He took the shampoo from her, poured some into his hands, and lathered it up. Eyes still locked on hers, he gathered her hair and started washing it. "I ran into Gavin last night when I walked in."

Trying to hide the panic she knew crossed her features and wanting to drown, choke, gasp, or maybe even die right there in that shower, Emily stared back at him, unable to form a sentence. A knot formed in her throat, threatening to cut off all oxygen.

"He told me you girls didn't go to Pink."

Swallowing down said knot, oxygen silently whooshed back into her lungs. "Oh," she said breathlessly. "Umm, yeah, we decided to go to a party at someone's house that Fallon knows."

"Right, you lied."

"I didn't lie, Dillon," she whispered, rinsing the shampoo from her hair, knowing she was harboring a far greater lie. "It was a last minute change in plans. That's all."

Pulling her body against his, he ghosted his mouth down the curve of her jaw. "Okay, last minute change of plans that I wasn't made aware of." He circled his arms around her waist. "What if I'd gone to Pink, Emily? I would've been left thinking something happened to you."

"You're right," she conceded. It was the least she could do, considering…well, considering everything. She knew he could've easily made a quick phone call to check on her, but she wasn't about to push her luck. "I should've called you. I had too much to drink, and honestly, I didn't think about it. I'm sorry; next time I'll call."

Appearing satisfied with her answer, he handed her the soap and turned around, placing his hands on the tile. "Can you wash my back?" Lathering up the soap, she did as he asked. "I'm not sure there will be a next time – you hanging out with that freak again."

"But, Dillon, she…"

"Look, I'm not in the mood to argue with you, Emily.

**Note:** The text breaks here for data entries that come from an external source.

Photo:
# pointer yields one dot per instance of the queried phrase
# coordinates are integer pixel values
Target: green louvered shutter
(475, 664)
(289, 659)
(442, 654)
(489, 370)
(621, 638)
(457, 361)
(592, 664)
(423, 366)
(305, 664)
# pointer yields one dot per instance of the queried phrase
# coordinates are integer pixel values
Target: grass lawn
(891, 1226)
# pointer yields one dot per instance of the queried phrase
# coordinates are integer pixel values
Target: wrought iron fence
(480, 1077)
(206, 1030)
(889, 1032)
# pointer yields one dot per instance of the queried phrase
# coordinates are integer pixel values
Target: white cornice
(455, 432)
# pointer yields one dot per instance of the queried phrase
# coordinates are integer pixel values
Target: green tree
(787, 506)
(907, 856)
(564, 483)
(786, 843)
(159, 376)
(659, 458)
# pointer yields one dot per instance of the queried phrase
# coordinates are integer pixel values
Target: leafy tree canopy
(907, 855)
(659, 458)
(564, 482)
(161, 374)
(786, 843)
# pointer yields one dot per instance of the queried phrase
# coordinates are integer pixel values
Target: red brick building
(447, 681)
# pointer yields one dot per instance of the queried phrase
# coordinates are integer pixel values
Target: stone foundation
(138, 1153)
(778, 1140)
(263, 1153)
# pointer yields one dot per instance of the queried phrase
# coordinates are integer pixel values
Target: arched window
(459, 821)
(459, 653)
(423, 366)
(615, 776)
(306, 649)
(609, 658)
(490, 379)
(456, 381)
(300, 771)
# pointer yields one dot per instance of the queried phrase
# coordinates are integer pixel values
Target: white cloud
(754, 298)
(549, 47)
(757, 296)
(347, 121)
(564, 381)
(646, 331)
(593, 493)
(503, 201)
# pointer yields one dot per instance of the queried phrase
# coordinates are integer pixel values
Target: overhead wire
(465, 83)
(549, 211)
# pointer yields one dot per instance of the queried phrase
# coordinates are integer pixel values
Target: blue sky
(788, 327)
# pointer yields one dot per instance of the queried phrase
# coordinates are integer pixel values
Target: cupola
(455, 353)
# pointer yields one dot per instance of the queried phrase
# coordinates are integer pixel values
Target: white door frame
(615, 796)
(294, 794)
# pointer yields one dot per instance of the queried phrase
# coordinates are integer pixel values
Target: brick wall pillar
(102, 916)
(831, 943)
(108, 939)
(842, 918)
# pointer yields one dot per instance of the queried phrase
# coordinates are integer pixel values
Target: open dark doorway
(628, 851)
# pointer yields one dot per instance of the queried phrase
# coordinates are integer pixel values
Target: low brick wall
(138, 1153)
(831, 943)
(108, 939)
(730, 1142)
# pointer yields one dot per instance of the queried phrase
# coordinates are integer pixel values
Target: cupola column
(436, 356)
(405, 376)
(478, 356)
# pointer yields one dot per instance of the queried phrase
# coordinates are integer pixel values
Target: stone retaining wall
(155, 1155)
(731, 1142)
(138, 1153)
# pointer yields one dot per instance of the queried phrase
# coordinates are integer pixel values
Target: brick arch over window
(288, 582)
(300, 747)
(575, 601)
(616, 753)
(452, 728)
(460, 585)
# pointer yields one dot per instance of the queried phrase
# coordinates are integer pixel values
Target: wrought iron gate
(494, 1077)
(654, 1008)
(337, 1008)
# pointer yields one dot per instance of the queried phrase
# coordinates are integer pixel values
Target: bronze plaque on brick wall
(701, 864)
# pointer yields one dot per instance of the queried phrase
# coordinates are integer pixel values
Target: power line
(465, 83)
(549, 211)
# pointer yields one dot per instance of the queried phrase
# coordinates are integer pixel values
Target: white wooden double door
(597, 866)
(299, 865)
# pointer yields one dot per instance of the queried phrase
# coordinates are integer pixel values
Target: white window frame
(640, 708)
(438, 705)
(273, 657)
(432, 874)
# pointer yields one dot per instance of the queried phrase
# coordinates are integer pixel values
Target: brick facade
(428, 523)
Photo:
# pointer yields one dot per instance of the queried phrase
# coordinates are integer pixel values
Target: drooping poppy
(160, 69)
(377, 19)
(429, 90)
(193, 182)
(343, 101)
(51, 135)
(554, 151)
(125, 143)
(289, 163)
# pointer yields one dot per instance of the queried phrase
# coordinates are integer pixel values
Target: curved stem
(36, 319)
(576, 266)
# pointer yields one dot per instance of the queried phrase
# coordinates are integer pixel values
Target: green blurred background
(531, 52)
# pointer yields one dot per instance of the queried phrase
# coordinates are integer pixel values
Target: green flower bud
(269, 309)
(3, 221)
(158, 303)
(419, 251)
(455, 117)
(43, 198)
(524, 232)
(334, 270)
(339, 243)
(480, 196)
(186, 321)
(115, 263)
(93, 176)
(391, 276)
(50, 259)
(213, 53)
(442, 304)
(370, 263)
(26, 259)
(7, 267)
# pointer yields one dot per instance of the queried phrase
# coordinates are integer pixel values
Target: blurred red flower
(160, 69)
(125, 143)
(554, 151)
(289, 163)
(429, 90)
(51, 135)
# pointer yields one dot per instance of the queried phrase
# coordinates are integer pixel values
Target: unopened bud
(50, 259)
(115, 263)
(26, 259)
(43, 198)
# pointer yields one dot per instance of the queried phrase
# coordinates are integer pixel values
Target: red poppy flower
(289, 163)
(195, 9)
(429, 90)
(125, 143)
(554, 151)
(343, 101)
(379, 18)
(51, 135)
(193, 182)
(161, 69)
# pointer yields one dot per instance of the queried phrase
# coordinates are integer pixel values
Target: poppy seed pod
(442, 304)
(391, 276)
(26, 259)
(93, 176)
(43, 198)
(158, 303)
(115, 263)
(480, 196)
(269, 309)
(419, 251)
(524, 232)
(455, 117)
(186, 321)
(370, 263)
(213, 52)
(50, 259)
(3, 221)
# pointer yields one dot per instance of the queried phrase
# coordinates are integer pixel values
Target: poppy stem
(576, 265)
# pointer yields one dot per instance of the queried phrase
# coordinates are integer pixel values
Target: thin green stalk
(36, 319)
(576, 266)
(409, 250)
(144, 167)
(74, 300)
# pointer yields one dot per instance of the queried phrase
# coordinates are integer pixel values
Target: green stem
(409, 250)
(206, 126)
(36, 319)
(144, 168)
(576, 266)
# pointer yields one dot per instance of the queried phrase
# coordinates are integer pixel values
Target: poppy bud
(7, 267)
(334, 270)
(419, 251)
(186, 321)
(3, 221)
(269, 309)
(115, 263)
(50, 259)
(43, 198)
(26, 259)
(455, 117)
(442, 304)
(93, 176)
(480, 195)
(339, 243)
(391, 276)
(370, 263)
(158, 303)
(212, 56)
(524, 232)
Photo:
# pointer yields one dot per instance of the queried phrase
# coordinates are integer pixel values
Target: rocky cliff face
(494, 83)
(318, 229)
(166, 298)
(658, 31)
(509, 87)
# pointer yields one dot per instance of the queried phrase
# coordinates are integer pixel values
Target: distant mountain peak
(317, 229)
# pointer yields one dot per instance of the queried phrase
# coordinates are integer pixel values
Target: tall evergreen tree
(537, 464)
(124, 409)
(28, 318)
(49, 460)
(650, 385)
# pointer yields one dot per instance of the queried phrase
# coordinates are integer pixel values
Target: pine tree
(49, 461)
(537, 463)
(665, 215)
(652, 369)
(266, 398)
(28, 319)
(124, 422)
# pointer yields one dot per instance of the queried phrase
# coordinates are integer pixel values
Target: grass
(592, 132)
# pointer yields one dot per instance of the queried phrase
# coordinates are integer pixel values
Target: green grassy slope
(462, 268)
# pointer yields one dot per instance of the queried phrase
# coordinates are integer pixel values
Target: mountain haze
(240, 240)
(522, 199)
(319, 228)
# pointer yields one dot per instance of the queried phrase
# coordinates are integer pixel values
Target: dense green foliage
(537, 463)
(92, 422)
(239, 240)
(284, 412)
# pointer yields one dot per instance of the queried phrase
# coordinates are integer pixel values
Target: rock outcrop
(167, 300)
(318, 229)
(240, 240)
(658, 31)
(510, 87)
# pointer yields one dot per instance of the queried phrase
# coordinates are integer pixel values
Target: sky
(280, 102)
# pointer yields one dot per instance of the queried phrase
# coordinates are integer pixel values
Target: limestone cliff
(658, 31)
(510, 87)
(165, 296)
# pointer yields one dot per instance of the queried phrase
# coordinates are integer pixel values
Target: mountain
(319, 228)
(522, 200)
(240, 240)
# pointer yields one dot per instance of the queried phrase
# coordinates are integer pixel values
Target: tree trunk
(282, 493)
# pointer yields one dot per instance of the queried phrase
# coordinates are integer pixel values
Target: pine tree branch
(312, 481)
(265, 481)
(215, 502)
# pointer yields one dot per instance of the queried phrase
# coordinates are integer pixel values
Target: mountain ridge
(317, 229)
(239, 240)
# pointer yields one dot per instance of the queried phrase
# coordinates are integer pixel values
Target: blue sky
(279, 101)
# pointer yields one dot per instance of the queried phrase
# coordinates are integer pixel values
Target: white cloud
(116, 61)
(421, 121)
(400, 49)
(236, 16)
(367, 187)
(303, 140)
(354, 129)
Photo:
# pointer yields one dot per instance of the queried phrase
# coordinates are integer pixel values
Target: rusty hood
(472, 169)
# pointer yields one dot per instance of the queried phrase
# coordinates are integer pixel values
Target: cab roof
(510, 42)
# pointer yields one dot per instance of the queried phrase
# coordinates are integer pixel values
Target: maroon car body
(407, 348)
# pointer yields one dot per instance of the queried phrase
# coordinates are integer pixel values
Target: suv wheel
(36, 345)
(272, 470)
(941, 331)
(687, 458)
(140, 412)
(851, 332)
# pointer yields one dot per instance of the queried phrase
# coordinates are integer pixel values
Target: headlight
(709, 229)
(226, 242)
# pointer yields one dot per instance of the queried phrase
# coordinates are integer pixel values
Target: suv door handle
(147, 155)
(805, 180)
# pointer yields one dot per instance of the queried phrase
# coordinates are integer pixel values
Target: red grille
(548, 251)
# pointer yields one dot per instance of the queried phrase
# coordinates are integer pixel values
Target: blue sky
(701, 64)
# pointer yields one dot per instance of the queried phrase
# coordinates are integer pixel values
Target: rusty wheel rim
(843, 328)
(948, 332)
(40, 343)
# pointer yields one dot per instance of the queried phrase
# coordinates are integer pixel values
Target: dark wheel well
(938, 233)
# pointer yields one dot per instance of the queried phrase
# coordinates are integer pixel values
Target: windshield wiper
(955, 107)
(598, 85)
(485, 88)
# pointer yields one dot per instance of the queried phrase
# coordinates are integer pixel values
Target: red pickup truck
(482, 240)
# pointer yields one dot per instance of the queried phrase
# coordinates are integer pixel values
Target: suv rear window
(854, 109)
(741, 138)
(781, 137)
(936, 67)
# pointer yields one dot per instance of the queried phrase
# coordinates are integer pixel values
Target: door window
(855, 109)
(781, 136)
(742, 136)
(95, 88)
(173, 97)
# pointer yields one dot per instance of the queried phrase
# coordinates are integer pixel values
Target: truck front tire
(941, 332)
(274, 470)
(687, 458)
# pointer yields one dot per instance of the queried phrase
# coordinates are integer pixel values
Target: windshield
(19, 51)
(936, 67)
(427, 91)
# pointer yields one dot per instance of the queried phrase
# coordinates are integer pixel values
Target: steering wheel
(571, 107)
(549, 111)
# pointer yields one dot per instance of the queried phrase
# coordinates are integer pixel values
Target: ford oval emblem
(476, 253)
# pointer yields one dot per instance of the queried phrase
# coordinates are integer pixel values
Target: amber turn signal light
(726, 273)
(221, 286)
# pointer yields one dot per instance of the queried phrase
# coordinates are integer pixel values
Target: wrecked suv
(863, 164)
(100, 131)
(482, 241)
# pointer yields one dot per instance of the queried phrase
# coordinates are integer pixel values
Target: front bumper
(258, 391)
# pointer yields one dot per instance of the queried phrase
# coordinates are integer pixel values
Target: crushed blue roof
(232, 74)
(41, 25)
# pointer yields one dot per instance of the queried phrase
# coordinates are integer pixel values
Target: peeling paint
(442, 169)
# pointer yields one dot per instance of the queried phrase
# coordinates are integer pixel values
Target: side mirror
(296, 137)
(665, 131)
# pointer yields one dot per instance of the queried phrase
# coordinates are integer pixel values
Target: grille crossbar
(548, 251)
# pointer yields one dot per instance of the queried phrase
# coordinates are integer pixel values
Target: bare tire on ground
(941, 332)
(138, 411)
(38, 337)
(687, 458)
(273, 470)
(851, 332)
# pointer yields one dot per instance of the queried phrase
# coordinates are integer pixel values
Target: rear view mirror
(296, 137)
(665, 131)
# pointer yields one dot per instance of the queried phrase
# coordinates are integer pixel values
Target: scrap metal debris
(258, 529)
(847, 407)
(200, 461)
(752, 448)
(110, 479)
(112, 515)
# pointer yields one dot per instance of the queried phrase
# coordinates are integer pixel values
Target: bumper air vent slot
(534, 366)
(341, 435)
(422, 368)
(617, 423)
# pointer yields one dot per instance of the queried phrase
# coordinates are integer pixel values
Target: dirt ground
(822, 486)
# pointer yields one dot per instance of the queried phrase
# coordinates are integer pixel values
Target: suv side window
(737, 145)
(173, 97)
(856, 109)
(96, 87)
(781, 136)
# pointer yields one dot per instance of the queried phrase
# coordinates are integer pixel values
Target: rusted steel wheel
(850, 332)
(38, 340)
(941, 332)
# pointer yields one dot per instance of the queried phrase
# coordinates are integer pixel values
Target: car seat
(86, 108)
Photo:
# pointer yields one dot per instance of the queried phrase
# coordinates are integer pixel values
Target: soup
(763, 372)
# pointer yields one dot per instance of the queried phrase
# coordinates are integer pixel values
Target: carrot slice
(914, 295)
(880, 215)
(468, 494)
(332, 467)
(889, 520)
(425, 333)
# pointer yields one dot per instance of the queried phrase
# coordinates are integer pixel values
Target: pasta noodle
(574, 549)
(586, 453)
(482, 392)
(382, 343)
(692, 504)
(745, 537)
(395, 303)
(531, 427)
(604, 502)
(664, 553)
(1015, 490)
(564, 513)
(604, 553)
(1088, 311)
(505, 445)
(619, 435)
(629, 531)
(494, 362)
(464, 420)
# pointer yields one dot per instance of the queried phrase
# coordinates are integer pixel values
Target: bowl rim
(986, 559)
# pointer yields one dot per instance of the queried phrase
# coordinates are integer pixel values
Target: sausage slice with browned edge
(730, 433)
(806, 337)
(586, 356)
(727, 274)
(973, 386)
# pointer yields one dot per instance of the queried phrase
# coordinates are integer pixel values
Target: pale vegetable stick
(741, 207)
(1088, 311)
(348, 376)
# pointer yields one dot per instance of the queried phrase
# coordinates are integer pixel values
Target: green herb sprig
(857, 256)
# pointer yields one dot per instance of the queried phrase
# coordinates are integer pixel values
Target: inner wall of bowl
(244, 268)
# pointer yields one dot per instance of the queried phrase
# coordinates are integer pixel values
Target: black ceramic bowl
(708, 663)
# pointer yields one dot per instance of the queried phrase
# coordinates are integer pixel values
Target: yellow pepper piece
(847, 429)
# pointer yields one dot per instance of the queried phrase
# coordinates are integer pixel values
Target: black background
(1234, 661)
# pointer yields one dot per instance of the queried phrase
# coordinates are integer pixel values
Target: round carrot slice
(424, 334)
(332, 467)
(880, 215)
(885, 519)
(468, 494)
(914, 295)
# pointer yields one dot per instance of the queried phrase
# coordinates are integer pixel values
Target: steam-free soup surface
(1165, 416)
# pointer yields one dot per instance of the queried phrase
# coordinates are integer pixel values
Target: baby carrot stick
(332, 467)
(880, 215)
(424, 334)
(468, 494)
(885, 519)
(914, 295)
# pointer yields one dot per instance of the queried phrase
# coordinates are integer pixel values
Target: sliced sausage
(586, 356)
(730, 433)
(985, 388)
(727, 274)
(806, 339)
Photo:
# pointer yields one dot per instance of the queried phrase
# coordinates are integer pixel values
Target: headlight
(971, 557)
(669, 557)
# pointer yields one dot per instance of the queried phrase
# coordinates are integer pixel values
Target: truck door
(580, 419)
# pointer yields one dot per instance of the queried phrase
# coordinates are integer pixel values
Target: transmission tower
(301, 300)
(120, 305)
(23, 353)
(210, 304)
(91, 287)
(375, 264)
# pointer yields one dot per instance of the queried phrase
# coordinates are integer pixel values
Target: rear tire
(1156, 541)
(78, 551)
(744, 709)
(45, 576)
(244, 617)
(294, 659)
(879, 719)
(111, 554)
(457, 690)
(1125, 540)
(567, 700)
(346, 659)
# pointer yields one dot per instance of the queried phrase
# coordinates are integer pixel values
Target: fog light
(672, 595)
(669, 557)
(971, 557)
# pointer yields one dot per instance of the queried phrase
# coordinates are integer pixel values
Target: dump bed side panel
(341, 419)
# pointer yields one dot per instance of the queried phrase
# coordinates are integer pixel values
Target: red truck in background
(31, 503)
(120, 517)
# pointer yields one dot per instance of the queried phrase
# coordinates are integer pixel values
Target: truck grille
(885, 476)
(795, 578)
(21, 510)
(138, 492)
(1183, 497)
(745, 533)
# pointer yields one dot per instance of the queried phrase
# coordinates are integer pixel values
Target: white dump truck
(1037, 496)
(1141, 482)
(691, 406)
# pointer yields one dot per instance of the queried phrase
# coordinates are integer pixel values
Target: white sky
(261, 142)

I've never seen you so out of it before. I tried to wake you up, but you wouldn't budge." He tilted his neck from side to side and rolled his shoulders. "There was a point I honestly thought you had alcohol poisoning until you finally mumbled something. It leads me to believe that she's obviously not a good influence on you. End of story. You're not hanging out with her again."

At a loss for words, she stilled her hands from washing him.

Turning around, Dillon gently pulled her head back by her hair and branded his lips against hers. He couldn't see them, but silent tears trickled down her cheeks amid the water that flowed over her face. Today – in these moments and seconds – she wouldn't protest his ridiculous words. She couldn't. It wasn't in her. She barely had any fight left – not after the self-destructive stunt she pulled less than twelve hours ago with his friend. When Dillon began to make love to her, it wasn't just his hands that were present on her flesh. The guilt slid over her skin, manifesting itself inside her like a disease. Now she would use the last remaining fight she had left to avoid the overwhelming sense of shame threatening to swallow her whole.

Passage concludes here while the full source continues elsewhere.